EXHIBIT 5.1
January 14, 2008
A.P. Pharma, Inc.
123 Saginaw Drive
Redwood City, California 94063
| Re: | Registration Statement on Form S-8 |
Ladies and Gentlemen:
This opinion is furnished to A.P. Pharma, Inc. (the "Company") in connection with the filing of a Registration Statement on Form S-8 (the "Registration Statement") with the Securities and Exchange Commission for purpose of registering under the Securities Act of 1933, as amended, relating to the proposed sale by the Company of up to an aggregate of 3,100,000 shares of common stock, par value $0.01 (the “Shares”). Of the Shares, 3,000,000 are issuable under the Company's 2007 Equity Incentive Plan (the "2007 Plan") and 100,000 shares (the "Shares") of common stock, par value $0.001 (the “Common Stock”), are issuable by the Company under the Company's 1997 Employee Stock Purchase Plan (together with the 2007 Plan, the "Plans").
We have based our opinion upon our review of the following records, documents, instruments and certificates:
· | The Amended and Restated Certificate of Incorporation of the Company, as amended to date (the "Certificate"), certified to us by an officer of the Company as being complete and in full force and effect as of the date of this opinion; |
· | The Bylaws of the Company (the "Bylaws") certified to us by an officer of the Company as being complete and in full force and effect as of the date of this opinion; |
· | Records certified to us by an officer of the Company as constituting all records of proceedings and of actions of the Board of Directors and stockholders relating to the adoption of the Plans and the reservation of the Shares for issuance pursuant to the Plans; |
· | Information provided by the Company's transfer agent as to the number of outstanding shares of Common Stock of the Company. |
In connection with this opinion, we have, with your consent, assumed the authenticity of all records, documents and instruments submitted to us as originals, the genuineness of all signatures, the legal capacity of natural persons and the authenticity and conformity to the originals of all records, documents and instruments submitted to us as copies.
This opinion is limited to the federal laws of the United States of America and the Delaware General Corporation Law, and we disclaim any opinion as to the laws of any other jurisdiction.

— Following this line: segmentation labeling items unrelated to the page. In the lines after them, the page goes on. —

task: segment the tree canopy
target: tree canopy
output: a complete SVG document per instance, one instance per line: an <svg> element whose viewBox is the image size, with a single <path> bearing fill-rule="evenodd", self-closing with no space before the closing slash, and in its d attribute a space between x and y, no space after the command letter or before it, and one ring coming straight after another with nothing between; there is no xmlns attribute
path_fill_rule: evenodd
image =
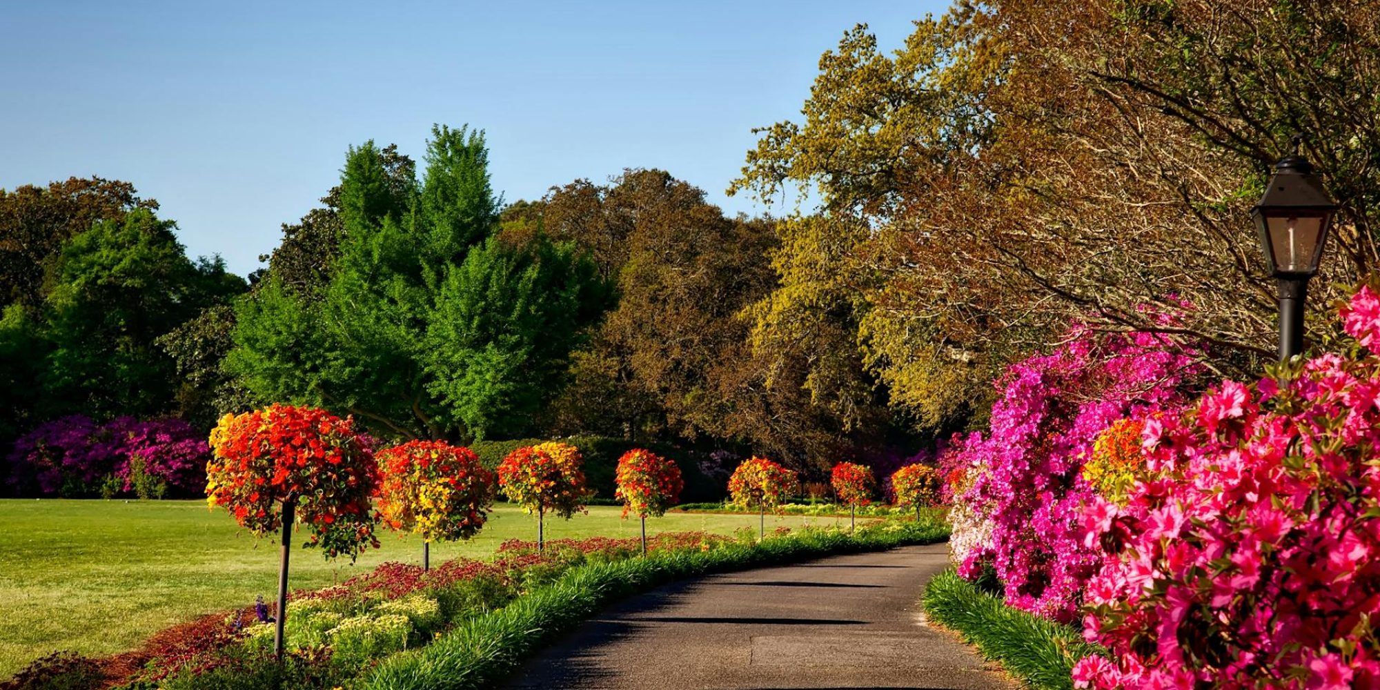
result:
<svg viewBox="0 0 1380 690"><path fill-rule="evenodd" d="M433 127L421 182L400 178L407 166L386 150L346 155L320 299L270 270L236 309L226 364L259 397L393 436L519 433L603 308L592 264L540 236L493 237L501 201L483 132Z"/></svg>

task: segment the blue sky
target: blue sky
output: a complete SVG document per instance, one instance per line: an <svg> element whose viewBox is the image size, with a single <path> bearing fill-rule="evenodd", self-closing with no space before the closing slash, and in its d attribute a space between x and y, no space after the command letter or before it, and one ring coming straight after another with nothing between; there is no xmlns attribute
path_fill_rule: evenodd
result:
<svg viewBox="0 0 1380 690"><path fill-rule="evenodd" d="M0 14L0 188L132 182L192 255L258 268L279 225L373 138L487 131L494 188L661 167L731 211L751 128L798 116L822 51L886 50L947 1L12 3Z"/></svg>

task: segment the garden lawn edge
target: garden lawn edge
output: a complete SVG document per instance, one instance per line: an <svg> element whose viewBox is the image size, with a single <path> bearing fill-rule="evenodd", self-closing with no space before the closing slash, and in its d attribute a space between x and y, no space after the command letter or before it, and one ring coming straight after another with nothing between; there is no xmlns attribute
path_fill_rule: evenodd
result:
<svg viewBox="0 0 1380 690"><path fill-rule="evenodd" d="M893 526L894 527L894 526ZM555 635L610 603L694 575L796 563L838 553L934 544L948 537L944 524L907 524L769 537L705 552L671 552L566 571L551 585L520 596L504 609L471 618L426 647L386 658L360 687L366 690L471 690L493 687Z"/></svg>
<svg viewBox="0 0 1380 690"><path fill-rule="evenodd" d="M1089 654L1107 656L1075 628L1012 609L952 570L930 578L922 604L930 621L958 632L1029 687L1072 690L1074 664Z"/></svg>

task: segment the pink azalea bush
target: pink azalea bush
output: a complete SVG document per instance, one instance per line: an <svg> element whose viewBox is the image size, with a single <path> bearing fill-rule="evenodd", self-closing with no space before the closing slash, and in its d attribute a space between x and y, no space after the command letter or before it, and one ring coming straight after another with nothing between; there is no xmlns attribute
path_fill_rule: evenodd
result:
<svg viewBox="0 0 1380 690"><path fill-rule="evenodd" d="M1343 355L1145 421L1129 502L1083 516L1083 633L1116 661L1076 686L1380 689L1380 297L1341 324Z"/></svg>
<svg viewBox="0 0 1380 690"><path fill-rule="evenodd" d="M1007 604L1074 620L1101 564L1083 540L1093 491L1079 469L1116 420L1181 404L1194 355L1163 335L1075 327L1049 355L1012 366L988 433L958 439L945 458L966 468L951 513L959 574L976 580L992 566Z"/></svg>

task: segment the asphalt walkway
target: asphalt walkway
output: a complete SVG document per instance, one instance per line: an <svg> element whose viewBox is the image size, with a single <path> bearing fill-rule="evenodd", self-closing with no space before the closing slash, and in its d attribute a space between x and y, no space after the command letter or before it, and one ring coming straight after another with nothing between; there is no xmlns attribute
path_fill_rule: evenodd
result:
<svg viewBox="0 0 1380 690"><path fill-rule="evenodd" d="M505 687L1014 687L925 624L920 586L947 566L934 544L675 582L581 624Z"/></svg>

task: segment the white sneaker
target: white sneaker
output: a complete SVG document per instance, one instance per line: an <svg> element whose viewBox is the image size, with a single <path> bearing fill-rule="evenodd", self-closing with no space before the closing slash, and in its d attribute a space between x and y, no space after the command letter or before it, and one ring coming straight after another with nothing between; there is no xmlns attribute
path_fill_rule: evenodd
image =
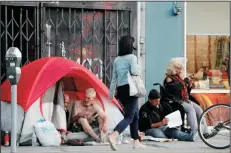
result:
<svg viewBox="0 0 231 153"><path fill-rule="evenodd" d="M146 148L146 146L143 145L142 143L140 143L140 144L138 144L138 145L135 145L135 144L134 144L133 149L139 149L139 148L144 149L144 148Z"/></svg>

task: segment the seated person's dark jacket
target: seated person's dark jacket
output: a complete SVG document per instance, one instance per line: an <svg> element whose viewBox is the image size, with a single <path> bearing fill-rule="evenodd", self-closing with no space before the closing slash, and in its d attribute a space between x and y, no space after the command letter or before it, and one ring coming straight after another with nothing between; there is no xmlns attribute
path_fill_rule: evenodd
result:
<svg viewBox="0 0 231 153"><path fill-rule="evenodd" d="M171 78L172 81L167 82L167 78ZM174 75L167 76L165 78L164 87L164 96L168 98L174 98L176 100L183 100L184 98L188 98L191 92L191 88L189 88L189 86L185 83L185 80L179 79L179 77Z"/></svg>
<svg viewBox="0 0 231 153"><path fill-rule="evenodd" d="M160 104L159 108L157 108L151 105L150 102L146 102L139 111L139 130L144 132L151 129L153 123L162 121L170 113L165 105Z"/></svg>

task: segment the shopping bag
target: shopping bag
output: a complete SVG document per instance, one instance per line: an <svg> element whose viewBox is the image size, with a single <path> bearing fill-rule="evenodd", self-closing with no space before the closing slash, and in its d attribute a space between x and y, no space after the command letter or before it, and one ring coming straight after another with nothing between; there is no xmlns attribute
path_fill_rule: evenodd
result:
<svg viewBox="0 0 231 153"><path fill-rule="evenodd" d="M130 72L128 72L128 84L130 96L139 98L145 97L146 89L144 82L139 75L131 75Z"/></svg>
<svg viewBox="0 0 231 153"><path fill-rule="evenodd" d="M61 136L50 121L39 121L35 124L35 133L42 146L60 146Z"/></svg>

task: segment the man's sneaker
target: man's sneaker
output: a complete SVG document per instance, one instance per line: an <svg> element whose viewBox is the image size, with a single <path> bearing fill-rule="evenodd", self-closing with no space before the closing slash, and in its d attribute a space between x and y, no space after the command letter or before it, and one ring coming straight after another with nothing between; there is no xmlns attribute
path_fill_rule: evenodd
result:
<svg viewBox="0 0 231 153"><path fill-rule="evenodd" d="M198 131L196 131L196 132L193 133L192 141L195 142L196 139L197 139L197 137L198 137Z"/></svg>
<svg viewBox="0 0 231 153"><path fill-rule="evenodd" d="M205 133L203 134L205 139L209 139L211 137L214 137L217 134L217 131L213 131L212 133Z"/></svg>
<svg viewBox="0 0 231 153"><path fill-rule="evenodd" d="M191 129L189 129L189 128L186 128L186 127L181 127L181 129L180 129L182 132L185 132L185 133L190 133L191 132Z"/></svg>

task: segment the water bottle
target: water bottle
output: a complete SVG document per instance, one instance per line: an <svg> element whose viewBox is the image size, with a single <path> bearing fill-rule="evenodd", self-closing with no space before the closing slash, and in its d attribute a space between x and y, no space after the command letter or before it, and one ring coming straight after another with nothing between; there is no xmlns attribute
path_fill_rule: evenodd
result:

We further disclaim any opinion as to any statute, rule, regulation, ordinance, order or other promulgation of any regional or local governmental body or as to any related judicial or administrative opinion.
Our opinion is qualified to the extent that in the event of a stock split, share dividend or other reclassification of the Common Stock effected subsequent to the date hereof, the number of shares of Common Stock issuable under the Plans may be adjusted automatically, as set forth in the terms of the Plans, such that the number of such shares, as so adjusted, may exceed the number of Company's remaining authorized, but unissued shares of Common Stock following such adjustment.
Based upon the foregoing and our examination of such questions of law as we have deemed necessary or appropriate for the purpose of this opinion, and subject to the assumptions and qualifications expressed herein, it is our opinion that upon payment of the purchase price for the Shares and issuance and delivery of the Shares pursuant to the terms of the Plans, the Shares will be validly issued, fully paid and non-assessable.
We hereby consent to the filing of this opinion as an exhibit to, and to the use of this opinion in connection with, the Registration Statement.
This opinion is rendered to you and is solely for your benefit. This opinion may not be relied upon by any other person, firm, corporation or other entity without our prior written consent. We disclaim any obligation to advise you of any change of law that occurs, or any facts of which we become aware, after the date of this opinion.